| dc.description.abstract |
Over the years, people around the world have been exposed to mental illnesses or mental
health problems. Researchers and experts have used a variety of techniques and tests to
identify the brain state, measure mental stress, and detect it. This study utilized supervised
machine learning techniques applied to EEG features to classify mental states specifically
stress, meditation, and cognitive tasks among university students. The study compared
electroencephalogram (EEG) recordings of 15 meditation-naive individuals (6 males and 9
females; mean age 23.13 years) of the University of Sri Jayewardenepura, recorded during
five phases: baseline, arithmetic, meditation, post-meditation, and relaxation.
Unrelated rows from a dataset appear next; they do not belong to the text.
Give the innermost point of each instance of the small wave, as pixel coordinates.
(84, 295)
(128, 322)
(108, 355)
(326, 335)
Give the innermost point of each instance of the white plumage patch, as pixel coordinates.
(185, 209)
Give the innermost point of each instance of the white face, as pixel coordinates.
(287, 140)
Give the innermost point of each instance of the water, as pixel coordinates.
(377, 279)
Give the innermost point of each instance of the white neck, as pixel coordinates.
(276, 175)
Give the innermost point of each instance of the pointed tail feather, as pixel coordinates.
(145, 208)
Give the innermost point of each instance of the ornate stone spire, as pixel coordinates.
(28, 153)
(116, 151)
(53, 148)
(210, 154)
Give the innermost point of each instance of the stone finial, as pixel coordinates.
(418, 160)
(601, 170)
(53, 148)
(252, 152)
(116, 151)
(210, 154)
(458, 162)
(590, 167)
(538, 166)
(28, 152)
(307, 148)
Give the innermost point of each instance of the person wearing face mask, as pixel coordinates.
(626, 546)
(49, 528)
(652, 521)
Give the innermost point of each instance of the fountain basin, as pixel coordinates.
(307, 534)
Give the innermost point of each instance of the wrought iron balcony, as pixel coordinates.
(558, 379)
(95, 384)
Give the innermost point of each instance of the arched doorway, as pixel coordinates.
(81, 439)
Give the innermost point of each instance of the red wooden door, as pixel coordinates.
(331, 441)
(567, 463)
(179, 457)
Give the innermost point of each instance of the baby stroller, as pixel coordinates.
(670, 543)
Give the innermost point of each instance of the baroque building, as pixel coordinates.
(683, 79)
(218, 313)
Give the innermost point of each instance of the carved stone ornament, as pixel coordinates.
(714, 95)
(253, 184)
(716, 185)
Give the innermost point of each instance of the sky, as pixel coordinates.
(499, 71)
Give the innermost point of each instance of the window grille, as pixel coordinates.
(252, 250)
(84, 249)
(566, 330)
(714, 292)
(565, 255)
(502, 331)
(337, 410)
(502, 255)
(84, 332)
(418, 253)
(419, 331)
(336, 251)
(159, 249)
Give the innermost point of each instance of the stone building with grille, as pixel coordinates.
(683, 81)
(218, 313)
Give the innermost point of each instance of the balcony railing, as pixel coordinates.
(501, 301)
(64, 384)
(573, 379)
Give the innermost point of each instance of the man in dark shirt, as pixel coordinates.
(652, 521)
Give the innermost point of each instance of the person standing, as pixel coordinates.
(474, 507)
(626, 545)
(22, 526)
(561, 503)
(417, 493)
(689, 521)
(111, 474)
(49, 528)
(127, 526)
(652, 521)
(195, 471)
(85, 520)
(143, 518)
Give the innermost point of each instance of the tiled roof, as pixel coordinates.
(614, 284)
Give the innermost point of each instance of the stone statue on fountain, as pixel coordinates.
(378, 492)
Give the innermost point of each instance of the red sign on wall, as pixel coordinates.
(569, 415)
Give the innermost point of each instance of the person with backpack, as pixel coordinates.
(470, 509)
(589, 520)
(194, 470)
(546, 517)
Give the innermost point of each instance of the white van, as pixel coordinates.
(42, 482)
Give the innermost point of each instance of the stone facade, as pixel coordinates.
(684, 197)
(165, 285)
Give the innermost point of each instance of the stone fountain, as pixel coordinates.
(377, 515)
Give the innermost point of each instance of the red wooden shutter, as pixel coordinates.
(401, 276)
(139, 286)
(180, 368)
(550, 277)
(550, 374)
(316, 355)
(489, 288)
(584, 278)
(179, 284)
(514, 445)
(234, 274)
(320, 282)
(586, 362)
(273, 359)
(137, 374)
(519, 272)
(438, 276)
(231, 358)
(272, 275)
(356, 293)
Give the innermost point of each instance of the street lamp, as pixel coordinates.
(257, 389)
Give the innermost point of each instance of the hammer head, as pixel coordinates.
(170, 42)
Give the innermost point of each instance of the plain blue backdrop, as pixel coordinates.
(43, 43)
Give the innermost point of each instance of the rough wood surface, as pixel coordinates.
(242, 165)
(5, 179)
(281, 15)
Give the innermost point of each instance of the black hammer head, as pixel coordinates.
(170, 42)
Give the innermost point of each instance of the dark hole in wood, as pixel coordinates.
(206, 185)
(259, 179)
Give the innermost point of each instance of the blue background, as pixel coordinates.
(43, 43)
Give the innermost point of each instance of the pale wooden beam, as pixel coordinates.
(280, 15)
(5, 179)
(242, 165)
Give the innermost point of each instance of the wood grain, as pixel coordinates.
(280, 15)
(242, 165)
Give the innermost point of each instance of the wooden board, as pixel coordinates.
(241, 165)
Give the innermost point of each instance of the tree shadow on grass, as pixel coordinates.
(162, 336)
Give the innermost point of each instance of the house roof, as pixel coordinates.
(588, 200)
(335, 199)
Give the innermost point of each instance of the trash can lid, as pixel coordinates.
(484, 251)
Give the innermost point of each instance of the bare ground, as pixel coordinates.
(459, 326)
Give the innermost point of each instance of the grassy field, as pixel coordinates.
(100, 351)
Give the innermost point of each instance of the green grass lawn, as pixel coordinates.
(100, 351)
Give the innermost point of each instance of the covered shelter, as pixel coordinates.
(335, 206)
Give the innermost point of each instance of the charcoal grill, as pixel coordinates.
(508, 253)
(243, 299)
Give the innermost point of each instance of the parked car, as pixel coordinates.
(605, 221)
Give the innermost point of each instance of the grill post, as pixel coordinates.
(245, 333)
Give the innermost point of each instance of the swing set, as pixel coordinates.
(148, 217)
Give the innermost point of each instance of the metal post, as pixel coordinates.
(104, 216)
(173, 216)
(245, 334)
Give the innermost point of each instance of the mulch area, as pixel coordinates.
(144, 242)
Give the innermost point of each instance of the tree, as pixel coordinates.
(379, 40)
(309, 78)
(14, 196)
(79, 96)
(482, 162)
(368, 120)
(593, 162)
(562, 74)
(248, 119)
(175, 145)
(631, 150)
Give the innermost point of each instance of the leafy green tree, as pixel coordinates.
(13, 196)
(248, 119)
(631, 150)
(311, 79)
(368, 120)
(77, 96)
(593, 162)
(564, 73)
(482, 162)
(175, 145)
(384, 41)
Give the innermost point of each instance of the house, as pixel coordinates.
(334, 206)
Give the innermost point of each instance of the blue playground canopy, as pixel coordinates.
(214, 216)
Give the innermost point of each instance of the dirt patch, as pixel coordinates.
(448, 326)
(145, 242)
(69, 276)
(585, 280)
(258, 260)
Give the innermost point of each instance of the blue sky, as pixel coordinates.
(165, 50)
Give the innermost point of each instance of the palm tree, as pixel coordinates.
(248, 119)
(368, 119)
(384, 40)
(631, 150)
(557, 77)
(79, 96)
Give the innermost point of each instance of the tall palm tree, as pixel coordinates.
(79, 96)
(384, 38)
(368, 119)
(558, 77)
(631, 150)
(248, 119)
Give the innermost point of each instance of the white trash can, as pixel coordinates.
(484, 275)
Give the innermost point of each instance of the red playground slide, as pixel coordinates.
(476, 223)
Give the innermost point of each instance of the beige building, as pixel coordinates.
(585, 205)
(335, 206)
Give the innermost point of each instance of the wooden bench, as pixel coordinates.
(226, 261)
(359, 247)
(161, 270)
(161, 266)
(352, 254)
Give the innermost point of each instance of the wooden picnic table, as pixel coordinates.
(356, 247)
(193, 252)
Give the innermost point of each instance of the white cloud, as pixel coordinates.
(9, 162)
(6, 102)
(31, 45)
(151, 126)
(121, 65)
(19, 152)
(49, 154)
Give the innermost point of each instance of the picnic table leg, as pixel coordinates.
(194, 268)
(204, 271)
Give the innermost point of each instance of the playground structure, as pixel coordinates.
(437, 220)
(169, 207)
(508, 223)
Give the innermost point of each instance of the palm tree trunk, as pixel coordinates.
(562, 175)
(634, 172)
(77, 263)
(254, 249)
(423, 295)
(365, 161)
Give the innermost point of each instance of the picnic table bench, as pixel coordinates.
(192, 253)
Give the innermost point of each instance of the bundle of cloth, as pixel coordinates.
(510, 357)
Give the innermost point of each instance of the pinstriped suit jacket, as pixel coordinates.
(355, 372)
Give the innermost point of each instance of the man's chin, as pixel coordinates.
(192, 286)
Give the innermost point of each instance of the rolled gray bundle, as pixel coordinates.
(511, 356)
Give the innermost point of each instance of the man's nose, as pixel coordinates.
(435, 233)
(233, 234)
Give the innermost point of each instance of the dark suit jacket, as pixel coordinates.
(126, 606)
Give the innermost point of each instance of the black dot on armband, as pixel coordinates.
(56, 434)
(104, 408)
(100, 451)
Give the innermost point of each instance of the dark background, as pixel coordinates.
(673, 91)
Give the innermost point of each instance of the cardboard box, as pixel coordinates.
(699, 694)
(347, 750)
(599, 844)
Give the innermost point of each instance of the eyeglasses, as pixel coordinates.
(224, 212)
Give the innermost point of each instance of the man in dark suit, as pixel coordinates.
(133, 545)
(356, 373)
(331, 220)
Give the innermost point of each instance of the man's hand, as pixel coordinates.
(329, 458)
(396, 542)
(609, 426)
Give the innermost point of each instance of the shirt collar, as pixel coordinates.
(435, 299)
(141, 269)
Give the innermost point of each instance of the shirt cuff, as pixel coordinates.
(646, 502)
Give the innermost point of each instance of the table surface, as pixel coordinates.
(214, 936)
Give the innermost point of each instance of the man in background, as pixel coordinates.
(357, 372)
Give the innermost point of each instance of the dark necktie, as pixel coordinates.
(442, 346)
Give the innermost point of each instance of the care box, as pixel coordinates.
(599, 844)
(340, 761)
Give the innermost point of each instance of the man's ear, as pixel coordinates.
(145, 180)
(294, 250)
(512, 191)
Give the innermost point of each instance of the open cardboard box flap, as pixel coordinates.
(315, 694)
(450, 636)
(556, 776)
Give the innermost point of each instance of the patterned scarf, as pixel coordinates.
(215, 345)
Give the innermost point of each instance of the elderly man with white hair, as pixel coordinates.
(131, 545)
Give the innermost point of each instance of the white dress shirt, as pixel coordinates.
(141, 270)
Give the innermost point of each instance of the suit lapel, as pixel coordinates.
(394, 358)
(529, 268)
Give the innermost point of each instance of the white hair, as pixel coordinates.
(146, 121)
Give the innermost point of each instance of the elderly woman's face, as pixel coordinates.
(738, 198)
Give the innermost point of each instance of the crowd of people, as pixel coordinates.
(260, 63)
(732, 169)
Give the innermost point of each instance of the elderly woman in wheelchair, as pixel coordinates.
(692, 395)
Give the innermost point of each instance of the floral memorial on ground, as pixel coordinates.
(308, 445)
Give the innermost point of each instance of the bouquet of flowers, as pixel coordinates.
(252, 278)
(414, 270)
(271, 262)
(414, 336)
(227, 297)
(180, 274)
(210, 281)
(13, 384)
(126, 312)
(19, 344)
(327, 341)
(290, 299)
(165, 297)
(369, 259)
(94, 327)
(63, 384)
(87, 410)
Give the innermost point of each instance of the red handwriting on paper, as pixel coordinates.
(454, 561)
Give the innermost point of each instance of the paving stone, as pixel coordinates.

EEG data were
collected by OpenBCI Cyton Biosensing Board with eight Ag-AgCl dry electrodes (Fp1,
Fpz, Fp2, P7, P8, T7, T8, Oz) according to the 10-20 system, sampled at 250 Hz with
impedance maintained below 5 kΩ. Recordings were pre-processed with 0.5-30 Hz band-
pass and 50 Hz notch filter, and artefacts were removed by Independent Component Analysis
(ICA). The filtered signals were divided into 2-second epochs, and the Power Spectral
Density (PSD) features were extracted using Welch's method in Delta (0.5-4 Hz), Theta (4-
8 Hz), Alpha (8-12 Hz), and Beta (12-30 Hz) bands. The primary objective of this research
was to develop a unified supervised learning framework capable of classifying the above
stages with the best accuracy. The secondary goal was a comparative benchmark of various
supervised classifiers: Logistic Regression (LR), Random Forest (RF), SVM-Linear, SVM-
Radial, and XGBoost, to identify the most informative frequency bands and cortical regions.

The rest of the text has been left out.